The Streets Were Paved with Gold - Ken Auletta [40]
Oliver’s report reveals just how “inexperienced” the Lindsay team was. He learned that the three members of the Transit Authority never participated in the $500 bonus decision. “They tried to get this benefit from us for years,” complained John H. Gilhooley, one of the members. “We said ridiculous. You’d break the bank. We said no, no, no. But then these wise guys got into the negotiations.… Mastermind Price [Deputy Mayor Robert Price] left us out entirely and during the course of the evening gave away the store. Price gave it away. And when they came out of the room one of the labor guys came over to me and said, ‘Geez, you know what happened?’ I said no, what happened? He said, ‘We got the $500 pensions.’ I said, go on, you’re kidding. ‘No, no kidding,’ he said. When we raised it, Price said, ‘What’s wrong with that?’… Price’s exact words were: ‘I’m for pensions.’ After that, it was on the table and it couldn’t be taken off. It was that kind of naivete and stupidity that contributed to the whole bungle.… This naive jerk walked in and tried to settle it. Once in, he increased the total cost of the package by 54%. This was the focal point of the problem New York faces today with the talk of the 50-cent fare.”
When Oliver talked to him in 1971, investment banker Price declared, “I can’t believe that, but if I did it, I did it.

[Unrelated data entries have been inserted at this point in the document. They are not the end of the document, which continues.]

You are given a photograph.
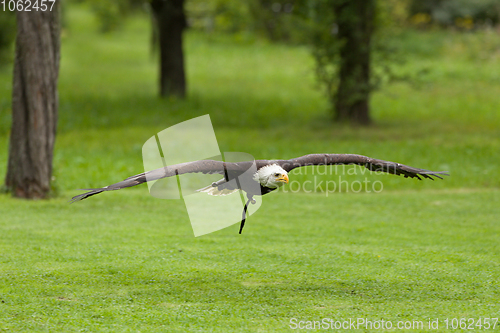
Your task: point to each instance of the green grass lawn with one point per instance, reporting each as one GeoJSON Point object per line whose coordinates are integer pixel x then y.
{"type": "Point", "coordinates": [124, 261]}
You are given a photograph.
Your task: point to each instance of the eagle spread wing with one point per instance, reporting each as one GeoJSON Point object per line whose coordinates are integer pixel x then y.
{"type": "Point", "coordinates": [368, 162]}
{"type": "Point", "coordinates": [229, 170]}
{"type": "Point", "coordinates": [233, 170]}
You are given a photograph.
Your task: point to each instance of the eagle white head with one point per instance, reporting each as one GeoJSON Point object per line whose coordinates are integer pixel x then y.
{"type": "Point", "coordinates": [272, 176]}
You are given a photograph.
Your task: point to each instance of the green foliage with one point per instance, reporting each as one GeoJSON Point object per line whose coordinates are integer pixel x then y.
{"type": "Point", "coordinates": [112, 13]}
{"type": "Point", "coordinates": [123, 261]}
{"type": "Point", "coordinates": [127, 262]}
{"type": "Point", "coordinates": [464, 14]}
{"type": "Point", "coordinates": [7, 36]}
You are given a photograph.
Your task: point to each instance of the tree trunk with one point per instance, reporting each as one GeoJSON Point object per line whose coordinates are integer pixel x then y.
{"type": "Point", "coordinates": [355, 28]}
{"type": "Point", "coordinates": [170, 20]}
{"type": "Point", "coordinates": [34, 103]}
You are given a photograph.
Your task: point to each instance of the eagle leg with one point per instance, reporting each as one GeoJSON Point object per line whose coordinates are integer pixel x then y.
{"type": "Point", "coordinates": [243, 217]}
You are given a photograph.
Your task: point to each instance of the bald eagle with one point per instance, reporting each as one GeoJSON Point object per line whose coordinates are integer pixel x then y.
{"type": "Point", "coordinates": [270, 174]}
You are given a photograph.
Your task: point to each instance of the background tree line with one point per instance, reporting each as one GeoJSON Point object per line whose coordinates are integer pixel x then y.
{"type": "Point", "coordinates": [350, 40]}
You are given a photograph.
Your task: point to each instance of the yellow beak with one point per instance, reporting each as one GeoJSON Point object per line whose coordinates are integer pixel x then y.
{"type": "Point", "coordinates": [283, 179]}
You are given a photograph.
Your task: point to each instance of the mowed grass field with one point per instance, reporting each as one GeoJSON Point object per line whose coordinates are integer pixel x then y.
{"type": "Point", "coordinates": [125, 261]}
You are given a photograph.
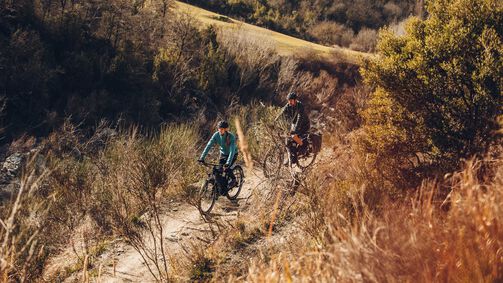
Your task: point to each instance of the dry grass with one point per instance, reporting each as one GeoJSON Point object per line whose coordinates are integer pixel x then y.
{"type": "Point", "coordinates": [285, 45]}
{"type": "Point", "coordinates": [417, 239]}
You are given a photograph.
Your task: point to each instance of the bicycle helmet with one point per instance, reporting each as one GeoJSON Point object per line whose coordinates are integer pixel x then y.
{"type": "Point", "coordinates": [223, 124]}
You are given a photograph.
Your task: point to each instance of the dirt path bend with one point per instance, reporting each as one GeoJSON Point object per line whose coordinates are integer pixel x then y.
{"type": "Point", "coordinates": [181, 225]}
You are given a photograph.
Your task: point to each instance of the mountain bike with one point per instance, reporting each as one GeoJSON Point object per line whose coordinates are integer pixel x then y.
{"type": "Point", "coordinates": [216, 184]}
{"type": "Point", "coordinates": [280, 151]}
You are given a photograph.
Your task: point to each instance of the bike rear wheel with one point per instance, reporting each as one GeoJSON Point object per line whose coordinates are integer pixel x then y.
{"type": "Point", "coordinates": [273, 161]}
{"type": "Point", "coordinates": [233, 193]}
{"type": "Point", "coordinates": [307, 159]}
{"type": "Point", "coordinates": [207, 197]}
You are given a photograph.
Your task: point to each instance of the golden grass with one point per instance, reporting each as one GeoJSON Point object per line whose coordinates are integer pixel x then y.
{"type": "Point", "coordinates": [285, 45]}
{"type": "Point", "coordinates": [420, 239]}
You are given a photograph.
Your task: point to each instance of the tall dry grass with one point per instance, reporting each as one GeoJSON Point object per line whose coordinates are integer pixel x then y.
{"type": "Point", "coordinates": [115, 185]}
{"type": "Point", "coordinates": [423, 238]}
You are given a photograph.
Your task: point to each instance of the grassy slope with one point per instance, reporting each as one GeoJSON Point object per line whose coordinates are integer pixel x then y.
{"type": "Point", "coordinates": [285, 45]}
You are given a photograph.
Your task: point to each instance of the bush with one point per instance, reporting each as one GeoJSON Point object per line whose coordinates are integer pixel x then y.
{"type": "Point", "coordinates": [438, 89]}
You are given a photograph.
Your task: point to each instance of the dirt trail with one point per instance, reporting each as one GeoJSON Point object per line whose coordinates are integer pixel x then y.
{"type": "Point", "coordinates": [181, 225]}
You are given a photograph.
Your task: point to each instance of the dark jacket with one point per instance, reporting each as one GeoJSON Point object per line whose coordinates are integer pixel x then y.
{"type": "Point", "coordinates": [297, 116]}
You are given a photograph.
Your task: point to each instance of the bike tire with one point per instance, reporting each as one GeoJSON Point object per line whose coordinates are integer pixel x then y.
{"type": "Point", "coordinates": [207, 197]}
{"type": "Point", "coordinates": [304, 166]}
{"type": "Point", "coordinates": [238, 172]}
{"type": "Point", "coordinates": [273, 161]}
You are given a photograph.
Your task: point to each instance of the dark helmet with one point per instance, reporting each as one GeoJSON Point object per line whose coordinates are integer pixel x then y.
{"type": "Point", "coordinates": [223, 124]}
{"type": "Point", "coordinates": [292, 95]}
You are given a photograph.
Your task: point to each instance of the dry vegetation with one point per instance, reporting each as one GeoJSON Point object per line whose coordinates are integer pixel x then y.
{"type": "Point", "coordinates": [357, 215]}
{"type": "Point", "coordinates": [421, 238]}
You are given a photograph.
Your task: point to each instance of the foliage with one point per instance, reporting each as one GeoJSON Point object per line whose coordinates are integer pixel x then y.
{"type": "Point", "coordinates": [438, 89]}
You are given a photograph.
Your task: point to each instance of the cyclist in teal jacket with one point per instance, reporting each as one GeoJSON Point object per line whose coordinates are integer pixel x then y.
{"type": "Point", "coordinates": [228, 149]}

If they say I did it. I’m amazed that I had such authority. I was not experienced. Where was the Mayor?”
The Mayor could have been in a helicopter. Which is where he was on January 3, 1966, bringing tragic reports to a beleaguered city. “I’m over the Queensborough Bridge and it looks good,” the dashing Mayor announced. “Traffic is moving easily.” Standing on a nearby roof, the city traffic commissioner gently corrected his boss. The Mayor was viewing the wrong bridge. Traffic on the Williamsburg was moving easily. The Queensborough, several miles uptown, was backed up.
Medicaid
Nelson Rockefeller was seeking reelection in 1966. His TV commercials featured animated fish talking to each other about the clean water their governor had made possible. Polls were showing that his Irish-Catholic opponent, Frank O’Connor, was weak among Jewish and progressive voters, so Rockefeller donned his “liberal” mask. He hugged, kissed, poked and winked his charming way through an International Brotherhood of Electrical Workers union meeting in Queens. There, with a well-publicized stroke of his pen, on April 30, 1966, he dramatically signed a state Medicaid bill into law, hailing it as “the most significant social legislation in three decades.”

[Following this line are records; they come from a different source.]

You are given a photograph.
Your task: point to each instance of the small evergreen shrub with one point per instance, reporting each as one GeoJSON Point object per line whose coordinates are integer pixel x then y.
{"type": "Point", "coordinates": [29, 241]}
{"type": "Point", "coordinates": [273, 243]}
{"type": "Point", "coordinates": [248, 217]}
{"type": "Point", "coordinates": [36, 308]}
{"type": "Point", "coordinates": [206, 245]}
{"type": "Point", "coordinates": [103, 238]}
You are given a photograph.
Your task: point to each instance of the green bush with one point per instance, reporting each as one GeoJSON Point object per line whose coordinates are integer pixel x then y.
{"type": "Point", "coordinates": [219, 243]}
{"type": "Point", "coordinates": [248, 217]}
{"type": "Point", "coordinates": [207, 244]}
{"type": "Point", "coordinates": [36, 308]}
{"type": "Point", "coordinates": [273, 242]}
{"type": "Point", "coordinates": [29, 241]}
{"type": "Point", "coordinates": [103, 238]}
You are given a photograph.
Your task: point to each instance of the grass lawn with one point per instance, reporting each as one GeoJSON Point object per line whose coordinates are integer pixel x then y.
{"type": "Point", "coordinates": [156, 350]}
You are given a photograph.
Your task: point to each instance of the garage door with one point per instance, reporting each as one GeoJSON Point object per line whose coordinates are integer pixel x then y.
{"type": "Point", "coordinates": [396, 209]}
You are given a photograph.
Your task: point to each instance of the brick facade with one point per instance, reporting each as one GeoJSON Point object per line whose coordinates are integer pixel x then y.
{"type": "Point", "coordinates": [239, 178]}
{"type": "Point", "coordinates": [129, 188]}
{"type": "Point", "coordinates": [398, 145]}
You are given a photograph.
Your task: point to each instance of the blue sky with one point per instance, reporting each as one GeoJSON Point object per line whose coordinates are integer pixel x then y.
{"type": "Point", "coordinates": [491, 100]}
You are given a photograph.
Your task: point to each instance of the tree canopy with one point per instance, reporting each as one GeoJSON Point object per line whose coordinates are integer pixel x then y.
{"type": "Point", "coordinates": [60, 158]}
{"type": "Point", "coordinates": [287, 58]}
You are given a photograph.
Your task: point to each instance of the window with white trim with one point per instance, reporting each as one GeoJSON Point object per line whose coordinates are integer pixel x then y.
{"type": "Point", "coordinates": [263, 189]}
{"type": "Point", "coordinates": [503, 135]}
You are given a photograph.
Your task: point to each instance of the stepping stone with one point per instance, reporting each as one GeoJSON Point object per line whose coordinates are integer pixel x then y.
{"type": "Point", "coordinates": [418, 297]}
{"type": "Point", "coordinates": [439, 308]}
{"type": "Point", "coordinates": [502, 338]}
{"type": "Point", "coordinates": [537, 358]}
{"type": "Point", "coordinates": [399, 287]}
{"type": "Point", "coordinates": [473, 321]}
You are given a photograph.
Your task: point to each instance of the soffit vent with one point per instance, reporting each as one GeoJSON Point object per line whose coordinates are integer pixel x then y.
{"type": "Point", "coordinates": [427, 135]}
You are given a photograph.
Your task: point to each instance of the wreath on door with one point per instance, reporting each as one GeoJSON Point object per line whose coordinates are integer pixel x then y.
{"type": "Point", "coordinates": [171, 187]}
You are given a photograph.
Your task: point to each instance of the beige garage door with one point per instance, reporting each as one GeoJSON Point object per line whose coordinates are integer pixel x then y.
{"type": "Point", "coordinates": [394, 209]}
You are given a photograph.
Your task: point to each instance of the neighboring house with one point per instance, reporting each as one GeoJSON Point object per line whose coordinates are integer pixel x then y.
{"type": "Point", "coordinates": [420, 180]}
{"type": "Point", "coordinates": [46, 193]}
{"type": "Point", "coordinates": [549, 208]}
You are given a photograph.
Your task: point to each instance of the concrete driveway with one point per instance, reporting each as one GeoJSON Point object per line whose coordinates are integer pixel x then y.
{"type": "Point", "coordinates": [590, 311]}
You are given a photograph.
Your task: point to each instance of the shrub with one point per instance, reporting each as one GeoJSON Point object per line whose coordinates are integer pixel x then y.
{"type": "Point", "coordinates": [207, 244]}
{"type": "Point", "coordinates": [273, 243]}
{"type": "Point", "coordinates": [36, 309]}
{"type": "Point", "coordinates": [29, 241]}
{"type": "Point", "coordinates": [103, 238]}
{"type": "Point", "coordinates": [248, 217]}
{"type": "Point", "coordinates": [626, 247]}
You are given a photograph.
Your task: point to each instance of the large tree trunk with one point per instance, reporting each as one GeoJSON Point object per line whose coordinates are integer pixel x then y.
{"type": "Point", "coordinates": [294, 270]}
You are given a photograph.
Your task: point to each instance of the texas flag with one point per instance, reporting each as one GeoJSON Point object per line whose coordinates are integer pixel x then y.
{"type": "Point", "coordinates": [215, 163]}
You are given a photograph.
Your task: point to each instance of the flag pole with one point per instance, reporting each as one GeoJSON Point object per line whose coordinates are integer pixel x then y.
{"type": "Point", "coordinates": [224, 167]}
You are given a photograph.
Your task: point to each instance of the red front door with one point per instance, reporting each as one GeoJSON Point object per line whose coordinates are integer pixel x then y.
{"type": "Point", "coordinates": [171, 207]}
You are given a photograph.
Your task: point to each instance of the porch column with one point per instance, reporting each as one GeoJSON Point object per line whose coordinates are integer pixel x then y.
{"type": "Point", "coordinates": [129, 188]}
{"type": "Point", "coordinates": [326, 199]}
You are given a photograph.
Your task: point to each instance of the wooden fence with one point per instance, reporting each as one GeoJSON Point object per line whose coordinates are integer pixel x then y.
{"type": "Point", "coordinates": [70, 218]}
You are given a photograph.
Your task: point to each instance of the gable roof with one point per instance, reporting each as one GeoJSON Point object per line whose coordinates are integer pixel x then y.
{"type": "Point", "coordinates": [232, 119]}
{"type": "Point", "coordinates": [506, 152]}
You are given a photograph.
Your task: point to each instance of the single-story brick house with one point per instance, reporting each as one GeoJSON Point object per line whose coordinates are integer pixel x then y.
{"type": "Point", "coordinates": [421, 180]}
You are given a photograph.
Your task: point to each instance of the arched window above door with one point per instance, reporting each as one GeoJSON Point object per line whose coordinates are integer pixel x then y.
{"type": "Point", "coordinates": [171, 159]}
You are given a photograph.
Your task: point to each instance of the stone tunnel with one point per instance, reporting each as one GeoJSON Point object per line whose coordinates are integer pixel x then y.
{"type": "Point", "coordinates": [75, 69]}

For poor and moderate-income people, Medicaid provided a range of free medicine not envisioned in the original federal legislation. Most New York politicians tried to steal the credit. Senator Robert Kennedy applauded the bill, as did labor leaders, newspaper editorials, Republicans, Democrats, Liberals—and both houses of the state legislature, which passed it. One of the few progressives to oppose the bill was Howard Samuels, then mounting one of his four unsuccessful quests for the governorship. Samuels warned that the true cost could be $2 billion, a sum easily calculated by multiplying those eligible by the average annual medical costs. He also cautioned that free medicine was not provided by money alone, and that a management plan and more doctors, more nurses, more beds, more hospitals, more auditors, would be needed as well. Without providing these, the state was promising “free” medicine without the means to deliver on that promise.
Inflated costs were one result; too many people chasing too few doctors and facilities made medical care prohibitively expensive.